In a significant stride for maritime materials science, researchers have unlocked new potential in high-entropy alloy coatings, offering promising advancements for the shipping industry. Chunxia Jiang, a researcher at Shanghai Maritime University’s Merchant Marine College, led a study that explored the effects of atmospheric plasma spraying (APS) on CoCrFeNiMo high-entropy alloy (HEA) coatings, with findings recently published in the journal ‘Nanomaterials’ (which translates to ‘Nanomaterials’ in English).
The research team discovered that by adjusting the spraying current during the APS process, they could significantly influence the microstructure, mechanical properties, and tribological behavior of the coatings. The coatings consistently maintained a composition of face-centered cubic (FCC) solid solution phases, FeCr2O4 spinel phases, and Cr-rich FCC1 phases, with nanoscale Cr oxide particles enhancing the material’s strength.
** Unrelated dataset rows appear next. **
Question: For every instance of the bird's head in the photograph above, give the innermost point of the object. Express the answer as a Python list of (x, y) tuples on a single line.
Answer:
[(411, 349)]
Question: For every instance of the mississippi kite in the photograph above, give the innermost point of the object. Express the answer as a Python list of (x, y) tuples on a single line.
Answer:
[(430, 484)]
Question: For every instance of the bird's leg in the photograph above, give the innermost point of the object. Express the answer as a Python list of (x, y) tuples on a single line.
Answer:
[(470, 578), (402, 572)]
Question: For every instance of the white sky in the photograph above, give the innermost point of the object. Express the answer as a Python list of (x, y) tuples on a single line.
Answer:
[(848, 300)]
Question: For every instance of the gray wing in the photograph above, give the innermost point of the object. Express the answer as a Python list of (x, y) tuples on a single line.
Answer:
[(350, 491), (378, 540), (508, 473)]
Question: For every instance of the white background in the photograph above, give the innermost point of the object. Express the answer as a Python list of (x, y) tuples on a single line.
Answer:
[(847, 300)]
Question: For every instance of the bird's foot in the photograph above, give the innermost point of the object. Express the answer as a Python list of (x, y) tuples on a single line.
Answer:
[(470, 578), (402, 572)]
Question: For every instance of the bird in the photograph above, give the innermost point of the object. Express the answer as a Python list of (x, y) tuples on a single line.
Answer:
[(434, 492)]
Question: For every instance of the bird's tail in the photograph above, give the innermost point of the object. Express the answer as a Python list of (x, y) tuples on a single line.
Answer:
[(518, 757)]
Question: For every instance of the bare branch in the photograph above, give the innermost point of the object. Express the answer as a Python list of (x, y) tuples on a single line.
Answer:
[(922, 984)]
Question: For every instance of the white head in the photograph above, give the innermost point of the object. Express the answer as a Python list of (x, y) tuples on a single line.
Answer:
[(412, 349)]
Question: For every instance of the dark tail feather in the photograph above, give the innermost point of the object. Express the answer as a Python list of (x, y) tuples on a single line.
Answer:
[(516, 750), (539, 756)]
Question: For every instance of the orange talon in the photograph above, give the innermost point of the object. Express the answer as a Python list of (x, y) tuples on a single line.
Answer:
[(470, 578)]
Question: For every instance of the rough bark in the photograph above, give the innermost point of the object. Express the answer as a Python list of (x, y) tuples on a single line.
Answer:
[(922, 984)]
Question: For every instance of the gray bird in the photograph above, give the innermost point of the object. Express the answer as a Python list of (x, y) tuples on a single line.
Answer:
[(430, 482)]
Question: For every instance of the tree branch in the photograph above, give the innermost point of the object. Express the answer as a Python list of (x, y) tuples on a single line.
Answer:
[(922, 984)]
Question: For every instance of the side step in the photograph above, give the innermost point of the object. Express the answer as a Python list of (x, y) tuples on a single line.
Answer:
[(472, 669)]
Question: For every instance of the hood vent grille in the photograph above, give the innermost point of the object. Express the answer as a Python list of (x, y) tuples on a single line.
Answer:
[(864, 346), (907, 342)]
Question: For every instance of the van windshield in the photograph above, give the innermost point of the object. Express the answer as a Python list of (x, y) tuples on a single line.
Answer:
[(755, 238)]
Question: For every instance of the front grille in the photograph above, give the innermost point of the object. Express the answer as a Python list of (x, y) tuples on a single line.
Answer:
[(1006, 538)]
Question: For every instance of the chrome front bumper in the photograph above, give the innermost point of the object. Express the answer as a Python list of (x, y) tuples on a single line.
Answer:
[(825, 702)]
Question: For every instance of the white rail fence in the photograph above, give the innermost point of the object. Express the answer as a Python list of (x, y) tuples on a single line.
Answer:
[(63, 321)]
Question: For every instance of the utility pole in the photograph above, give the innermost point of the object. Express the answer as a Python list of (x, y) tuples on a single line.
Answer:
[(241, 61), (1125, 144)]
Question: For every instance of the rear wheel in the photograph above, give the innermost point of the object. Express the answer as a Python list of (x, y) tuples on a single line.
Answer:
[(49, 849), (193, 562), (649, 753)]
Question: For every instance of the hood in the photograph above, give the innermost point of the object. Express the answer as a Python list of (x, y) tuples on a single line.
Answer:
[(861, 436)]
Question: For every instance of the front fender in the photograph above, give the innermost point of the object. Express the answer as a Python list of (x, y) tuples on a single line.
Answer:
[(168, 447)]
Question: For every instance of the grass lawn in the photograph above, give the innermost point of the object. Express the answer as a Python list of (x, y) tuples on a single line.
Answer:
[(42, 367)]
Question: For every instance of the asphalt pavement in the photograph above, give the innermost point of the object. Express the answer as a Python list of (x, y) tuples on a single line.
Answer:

Jiang explained, “The spherical Cr oxide particles, smaller than 30 nm in diameter, dispersed within the FCC matrix, played a crucial role in bolstering the coatings’ strength.” The study found that both porosity and microhardness of the coatings followed a non-monotonic trend as the spraying current increased. Initially, the coatings improved, but further increases led to deterioration. The optimal performance was achieved at a spraying current of 500 A, yielding the lowest porosity (0.42%) and highest microhardness (569.8 HV). This condition also resulted in the best wear resistance, with stable friction coefficients and minimal wear rates.
For maritime professionals, these findings present substantial opportunities. The enhanced wear resistance and mechanical properties of these coatings can significantly extend the lifespan of ship components exposed to harsh environments, reducing maintenance costs and downtime. Moreover, the improved performance can contribute to more sustainable shipping practices by minimizing material waste and energy consumption.
Jiang highlighted the practical implications: “At 500 A spraying current, the coating achieved optimal performance, with the lowest porosity and highest microhardness, which can be game-changing for the maritime industry.” The study’s insights into the wear mechanisms triggered by low or high currents also provide valuable guidance for optimizing coating processes.
As the shipping industry continues to seek innovative solutions to enhance durability and efficiency, the advancements in CoCrFeNiMo HEA coatings offer a promising avenue for exploration. The research published in ‘Nanomaterials’ underscores the potential of high-entropy alloys in addressing the unique challenges faced by maritime applications, paving the way for more robust and sustainable shipping technologies.